Are the vascular networks small-world networks?

Complex dynamic systems are often characterized by a large number of nonlinearly interacting elements. To investigate this intricate connectivity, we further explored the network clustering coefficients and characteristic path length, which led us to investigate the phenomenon of small-world networks28,29. A network possesses a small-world structure when its clustering coefficient (C) is relatively high, but its characteristic path length (L) is relatively low. This conceptual definition comes from the fact that a high clustering coefficient occurs in the phenomenon of social groups (demonstrated in Fig. 3a), while short mean path length occurs in the phenomenon of rapid information spread30. The notion of small-world networks introduced by Watts and Strogatz31, illustrated in Fig. 3b, has emerged and has given rise to empirical studies of graphs such as neural networks32, biological networks33, and transportation networks34. There are several indices of small-worldness; here we used the σ factor that was initially proposed by Kogut et al.35 and widely adopted in the literature. Using an associated statistical test36, it can be identified that the values of σ> 1 are interpreted as evidence of small-worldness (see the ‘Methods’ section).
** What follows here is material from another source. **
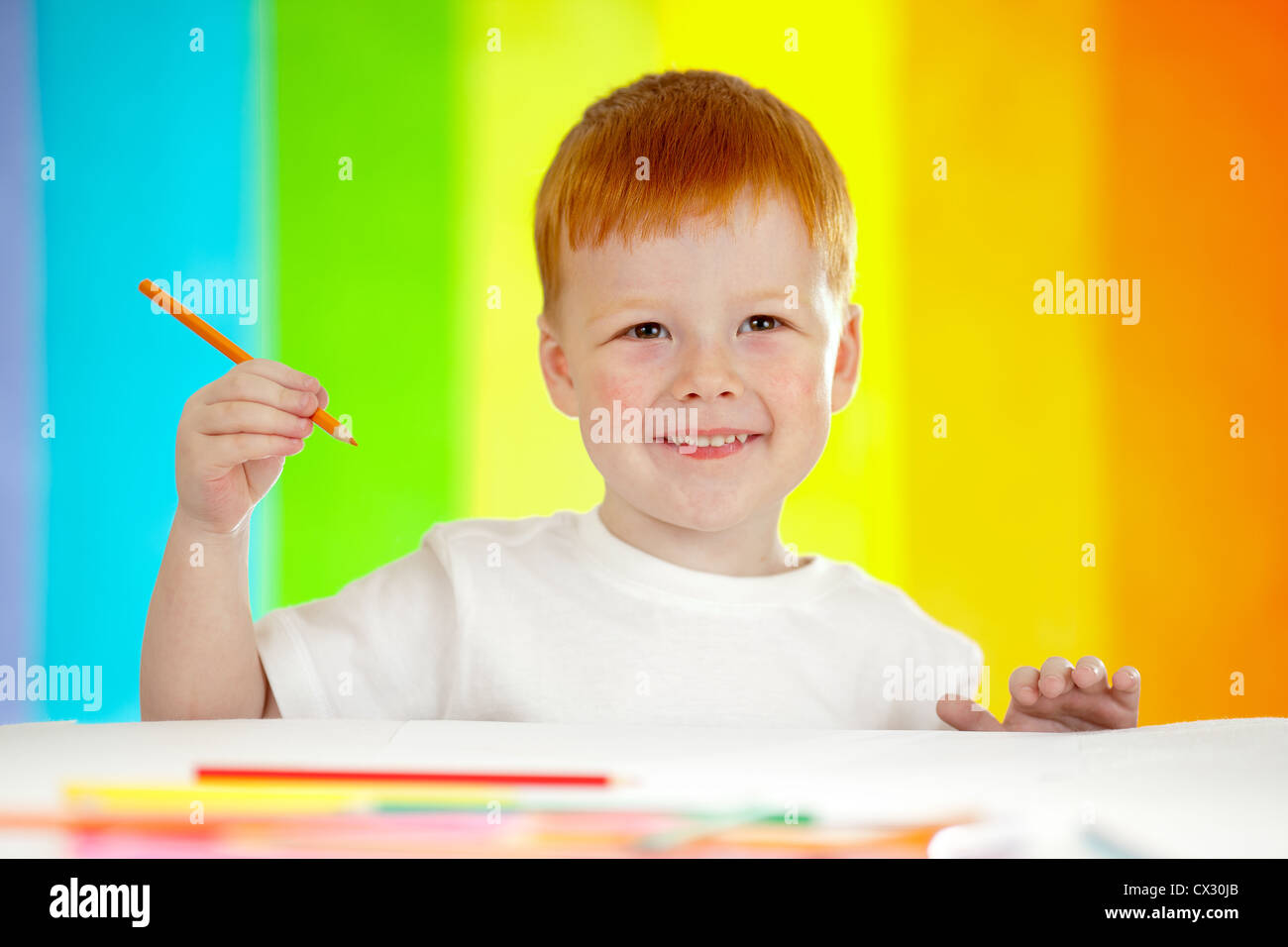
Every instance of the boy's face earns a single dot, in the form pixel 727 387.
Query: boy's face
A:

Fig. 3: Small-worldness, characteristic path length and clustering coefficient for ECs, breast cancer cells and pancreatic cancer cells.
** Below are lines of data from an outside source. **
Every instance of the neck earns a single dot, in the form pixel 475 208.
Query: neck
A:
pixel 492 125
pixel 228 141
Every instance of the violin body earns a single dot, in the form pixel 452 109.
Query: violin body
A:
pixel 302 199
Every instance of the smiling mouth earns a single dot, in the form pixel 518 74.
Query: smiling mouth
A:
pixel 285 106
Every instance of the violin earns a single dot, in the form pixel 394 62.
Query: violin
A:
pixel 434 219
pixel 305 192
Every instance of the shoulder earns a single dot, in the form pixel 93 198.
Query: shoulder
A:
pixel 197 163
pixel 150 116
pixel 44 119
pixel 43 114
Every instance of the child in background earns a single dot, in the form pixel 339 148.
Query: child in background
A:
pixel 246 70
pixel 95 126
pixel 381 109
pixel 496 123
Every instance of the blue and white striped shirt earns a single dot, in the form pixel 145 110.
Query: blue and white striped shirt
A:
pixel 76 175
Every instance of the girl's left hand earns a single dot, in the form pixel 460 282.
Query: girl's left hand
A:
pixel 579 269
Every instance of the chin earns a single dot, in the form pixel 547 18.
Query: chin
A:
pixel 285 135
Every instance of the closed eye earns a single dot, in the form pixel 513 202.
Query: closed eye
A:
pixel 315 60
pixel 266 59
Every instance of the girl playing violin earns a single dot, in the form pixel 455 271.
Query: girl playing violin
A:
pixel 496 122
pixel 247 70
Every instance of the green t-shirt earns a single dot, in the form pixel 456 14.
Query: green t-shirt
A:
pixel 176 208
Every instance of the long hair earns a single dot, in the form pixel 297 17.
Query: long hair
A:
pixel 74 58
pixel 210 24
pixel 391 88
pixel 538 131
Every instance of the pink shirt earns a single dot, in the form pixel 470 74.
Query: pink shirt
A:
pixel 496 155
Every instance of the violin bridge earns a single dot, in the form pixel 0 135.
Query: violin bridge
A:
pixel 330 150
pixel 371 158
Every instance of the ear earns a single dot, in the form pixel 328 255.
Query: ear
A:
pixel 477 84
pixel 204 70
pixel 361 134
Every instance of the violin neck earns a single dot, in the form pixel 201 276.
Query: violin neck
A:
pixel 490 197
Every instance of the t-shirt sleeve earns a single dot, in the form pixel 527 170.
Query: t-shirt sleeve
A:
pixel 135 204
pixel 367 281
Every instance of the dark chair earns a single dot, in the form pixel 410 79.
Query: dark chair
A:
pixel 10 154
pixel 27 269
a An example of clustering coefficient on an undirected graph is shown. The local clustering coefficient of the red node is obtained as the proportion of connections among its neighbours which are actually realised compared with the number of all possible connections. b The Watts-Strogatz model31 and the generation of small-world networks. The model starts with a regular lattice network. Then, with probability p, edges are rewired uniformly at random such that at \(p=0\) the network is a regular lattice and at \(p=1\) the network is random. At intermediate values of \(p\), the network has so-called small-world characteristics with considerable local clustering (from the lattice network) and short characteristic path length (from the random network). c Analysis is of five angiogenic networks formed by ECs with the average shown for each time point. The dashed red line is fitted on the data showing clustering coefficient decays in the EC case; however, clustering coefficient increases. Here, VM networks were similarly analysed from five d breast cancer and five e pancreatic cancer networks separately and the mean determined over time. Exponential lines are fitted to the characteristic path length and clustering coefficient. Both characteristic path length and average clustering coefficient drop over time in VM networks.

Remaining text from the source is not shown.